Hooray. Now I want (and I imagine you do too) an init script so the daemon starts up when the server boots. Fortunately, there are already instructions for how do to this on the Red5 Wiki. I'll reproduce the relevant bits from the Debian/Ubuntu section here. Create /etc/init.d/red5 in your favorite editor:
sudo -e /etc/init.d/red5
Then just paste the code from their wiki into this file, changing the variables to reflect your installation:
#! /bin/sh
# init script for Red5
# /etc/init.d/red5
test -x $RED5_HOME/$RED5_PROG.sh || exit 5
case "$1" in
echo -n "Starting Red5"
echo -n " "
su -s /bin/bash -c "$RED5_HOME/$RED5_PROG.sh &" $RED5_USER
## su -s /bin/bash -c "$RED5_HOME/$RED5_PROG.sh > start.log &" $RED5_USER
sleep 2
echo -n "Shutting down Red5"
echo -n " "
su -s /bin/bash -c "killall -q -u $RED5_USER java" $RED5_USER
sleep 2
$0 stop
$0 start
Don't forget to make root the owner and to make it executable:
sudo chown root /etc/init.d/red5
sudo chmod 755 /etc/init.d/red5

This code in its current state dumps rather a lot of text into your terminal when you start it, and I don't like this. To prevent it, just uncomment this line:
## su -s /bin/bash -c "$RED5_HOME/$RED5_PROG.sh > start.log &" $RED5_USER
Then comment out the line before it and now you can just start Red5 as you would any other service, i.e.

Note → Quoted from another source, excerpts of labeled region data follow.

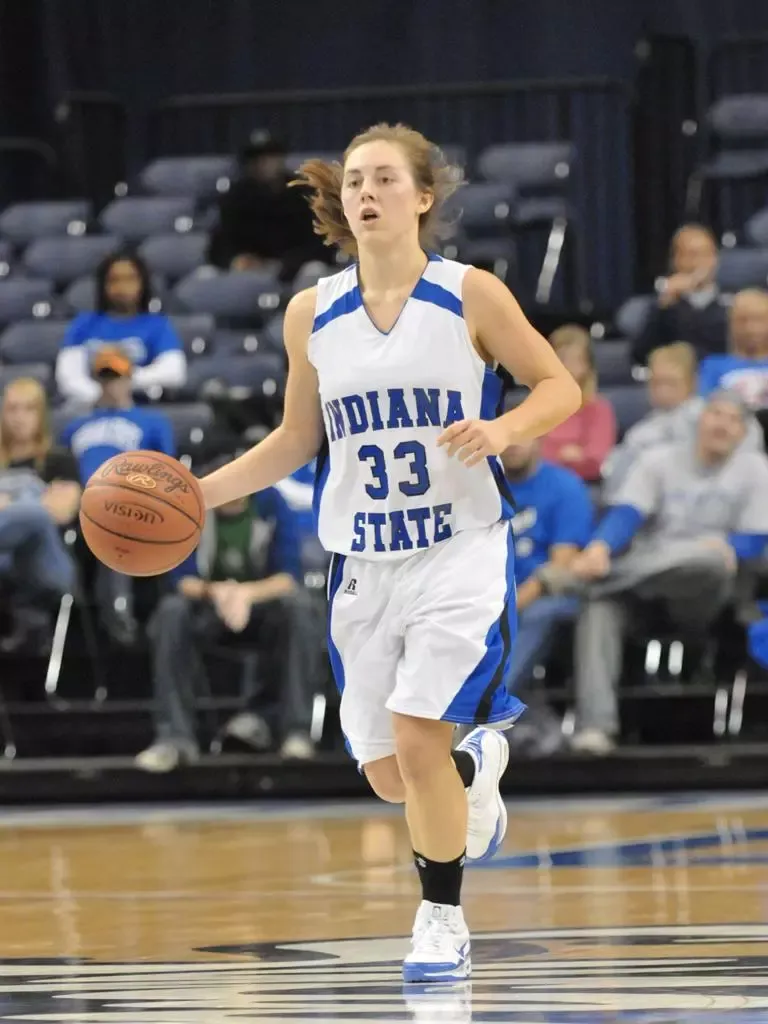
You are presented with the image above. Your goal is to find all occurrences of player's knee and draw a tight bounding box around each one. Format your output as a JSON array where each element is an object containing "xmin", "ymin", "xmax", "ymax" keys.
[{"xmin": 362, "ymin": 755, "xmax": 406, "ymax": 804}]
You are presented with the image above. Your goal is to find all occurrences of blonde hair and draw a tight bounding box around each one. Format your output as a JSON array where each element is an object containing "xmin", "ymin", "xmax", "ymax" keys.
[
  {"xmin": 290, "ymin": 122, "xmax": 464, "ymax": 256},
  {"xmin": 549, "ymin": 324, "xmax": 597, "ymax": 401},
  {"xmin": 0, "ymin": 377, "xmax": 52, "ymax": 466},
  {"xmin": 648, "ymin": 341, "xmax": 698, "ymax": 382}
]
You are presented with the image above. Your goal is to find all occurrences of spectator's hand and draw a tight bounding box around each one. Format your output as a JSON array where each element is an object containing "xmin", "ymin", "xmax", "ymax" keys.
[
  {"xmin": 560, "ymin": 444, "xmax": 584, "ymax": 462},
  {"xmin": 701, "ymin": 537, "xmax": 738, "ymax": 572},
  {"xmin": 178, "ymin": 577, "xmax": 206, "ymax": 601},
  {"xmin": 217, "ymin": 583, "xmax": 253, "ymax": 633},
  {"xmin": 570, "ymin": 541, "xmax": 610, "ymax": 580},
  {"xmin": 437, "ymin": 420, "xmax": 512, "ymax": 468}
]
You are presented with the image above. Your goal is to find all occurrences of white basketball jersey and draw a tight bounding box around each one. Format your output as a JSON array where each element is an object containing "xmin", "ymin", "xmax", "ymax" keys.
[{"xmin": 308, "ymin": 255, "xmax": 512, "ymax": 560}]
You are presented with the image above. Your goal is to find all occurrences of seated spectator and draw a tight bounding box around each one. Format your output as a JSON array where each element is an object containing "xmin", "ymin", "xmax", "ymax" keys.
[
  {"xmin": 632, "ymin": 224, "xmax": 727, "ymax": 364},
  {"xmin": 209, "ymin": 135, "xmax": 329, "ymax": 281},
  {"xmin": 0, "ymin": 378, "xmax": 81, "ymax": 652},
  {"xmin": 56, "ymin": 253, "xmax": 186, "ymax": 407},
  {"xmin": 137, "ymin": 459, "xmax": 316, "ymax": 772},
  {"xmin": 542, "ymin": 324, "xmax": 616, "ymax": 482},
  {"xmin": 603, "ymin": 341, "xmax": 764, "ymax": 499},
  {"xmin": 502, "ymin": 441, "xmax": 592, "ymax": 756},
  {"xmin": 698, "ymin": 288, "xmax": 768, "ymax": 412},
  {"xmin": 547, "ymin": 391, "xmax": 768, "ymax": 755},
  {"xmin": 61, "ymin": 345, "xmax": 176, "ymax": 645}
]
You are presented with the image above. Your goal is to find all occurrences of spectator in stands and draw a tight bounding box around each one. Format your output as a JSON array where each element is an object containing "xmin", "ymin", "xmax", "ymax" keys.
[
  {"xmin": 632, "ymin": 224, "xmax": 727, "ymax": 364},
  {"xmin": 56, "ymin": 252, "xmax": 186, "ymax": 407},
  {"xmin": 603, "ymin": 341, "xmax": 763, "ymax": 498},
  {"xmin": 209, "ymin": 135, "xmax": 329, "ymax": 281},
  {"xmin": 0, "ymin": 378, "xmax": 80, "ymax": 652},
  {"xmin": 699, "ymin": 288, "xmax": 768, "ymax": 412},
  {"xmin": 137, "ymin": 457, "xmax": 316, "ymax": 772},
  {"xmin": 542, "ymin": 324, "xmax": 616, "ymax": 481},
  {"xmin": 546, "ymin": 391, "xmax": 768, "ymax": 755},
  {"xmin": 502, "ymin": 441, "xmax": 592, "ymax": 756},
  {"xmin": 61, "ymin": 345, "xmax": 176, "ymax": 644}
]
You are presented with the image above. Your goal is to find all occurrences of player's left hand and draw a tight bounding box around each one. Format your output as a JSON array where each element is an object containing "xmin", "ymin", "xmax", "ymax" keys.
[{"xmin": 437, "ymin": 420, "xmax": 511, "ymax": 467}]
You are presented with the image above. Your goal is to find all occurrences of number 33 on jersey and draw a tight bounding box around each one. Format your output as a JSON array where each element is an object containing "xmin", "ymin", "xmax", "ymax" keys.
[{"xmin": 308, "ymin": 256, "xmax": 512, "ymax": 559}]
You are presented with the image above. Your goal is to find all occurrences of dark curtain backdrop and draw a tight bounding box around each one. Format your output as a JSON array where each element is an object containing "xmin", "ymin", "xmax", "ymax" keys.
[{"xmin": 0, "ymin": 0, "xmax": 768, "ymax": 303}]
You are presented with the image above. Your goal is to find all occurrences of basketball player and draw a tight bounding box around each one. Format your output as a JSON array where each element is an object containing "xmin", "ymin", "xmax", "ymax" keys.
[{"xmin": 202, "ymin": 124, "xmax": 581, "ymax": 982}]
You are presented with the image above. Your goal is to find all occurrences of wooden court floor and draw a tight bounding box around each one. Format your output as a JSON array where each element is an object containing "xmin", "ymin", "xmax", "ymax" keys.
[{"xmin": 0, "ymin": 795, "xmax": 768, "ymax": 1024}]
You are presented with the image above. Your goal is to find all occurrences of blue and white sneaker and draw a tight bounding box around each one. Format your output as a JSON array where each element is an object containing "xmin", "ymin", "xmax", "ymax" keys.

sudo /etc/init.d/red5 start
My server boots to runlevel 3, so I also added a link to this in /etc/rc3.d:
sudo update-rc.d red5 80 3
If you have a more standard installation, you could also just do this to create links for all runlevels:
sudo update-rc.d red5 defaults

That's it. Now you should have a working Red5 installation on your Ubuntu 10.04 box. A brief note about the OFLA Demo (the first one I tried). In version 1.0 RC 2, the page points to localhost:5080 as the server that holds the media we want to stream. This is all well and good if you're using the server to access the demos, but if you want to try it from another computer (and why wouldnt' you), you have to modify index.html to point to your server's actual IP. I just used its LAN IP since I'm only going to be testing it from my LAN. Anyway, I hope this helps someone because I had quite a time finding all of this information.